The assessment disputes a new study by the London-based International Institute for Strategic Studies that said that the engines for a nuclear missile North Korea is developing to hit the United States likely were made in factories in Ukraine or Russia and probably obtained via black market networks.

The New York Times, which cited the study on Monday, said that classified assessments by U.S. intelligence agencies mirrored the finding of the international institute.

"We have intelligence to suggest that North Korea is not reliant on imports of engines," one U.S. intelligence official told Reuters on Tuesday. "Instead, we judge they have the ability to produce the engines themselves."

The U.S. officials did not disclose any details of what underpinned the assessment on the high-performance liquid-fueled engines, called RD-250's.

Ukraine has denied that it had ever supplied defense technology to North Korea, noted Reuters.

Another U.S. intelligence official told the news agency that the modifications to the RD-250 that resulted in improved reliability may have relied in part on foreign scientists recruited by North Korea or been developed by North Koreans educated in Russia or elsewhere.

The IISS study, which coincides with tensions between Washington and Pyongyang over North Korea's nuclear weapons and missile programs, said the engines probably came from the Ukrainian Yuzhmash plant, which Ukraine says has not produced military-grade ballistic missiles since independence from the Soviet Union in 1991.

The study based its conclusions mainly on photographs published by North Korea of missile engines that it ground-tested in September and March and flight-tested on Hwasong-12 and Hwasong-14 missiles in May and July.

By comparing the engines in the photographs to others, it found that they likely were modified versions of the RD-250 produced by Yuzhmash and accounted for sudden successes in North Korean missile tests following a slew of failures.

North Korea has conducted several tests of intercontinental ballistic missiles (ICBM) in recent months.
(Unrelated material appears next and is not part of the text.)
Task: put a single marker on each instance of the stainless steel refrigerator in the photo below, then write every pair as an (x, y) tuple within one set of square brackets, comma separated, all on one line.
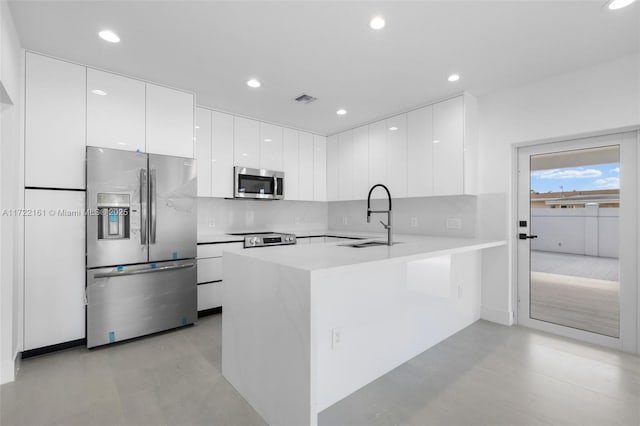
[(141, 244)]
American officials estimate that Pyongyang now may be able to reach most of the continental United States.

In response to the tests, President Donald Trump last week warned North Korea that it faced "fire and fury like the world has never seen" if it continued to threaten the United States.

Unfazed by the warning, North Korea threatened a missile attack on Guam, a tiny U.S. territory in the Pacific.

On Friday, Trump tweeted that military options for a potential threat from North Korea are "fully in place," and urged Kim to de-escalate the current confrontation with Washington.

On Monday, North Korea’s official news agency reported that the country’s leader, Kim Jong Un, is holding off on attacking Guam and will watch the actions of the United States for a while longer before making a decision.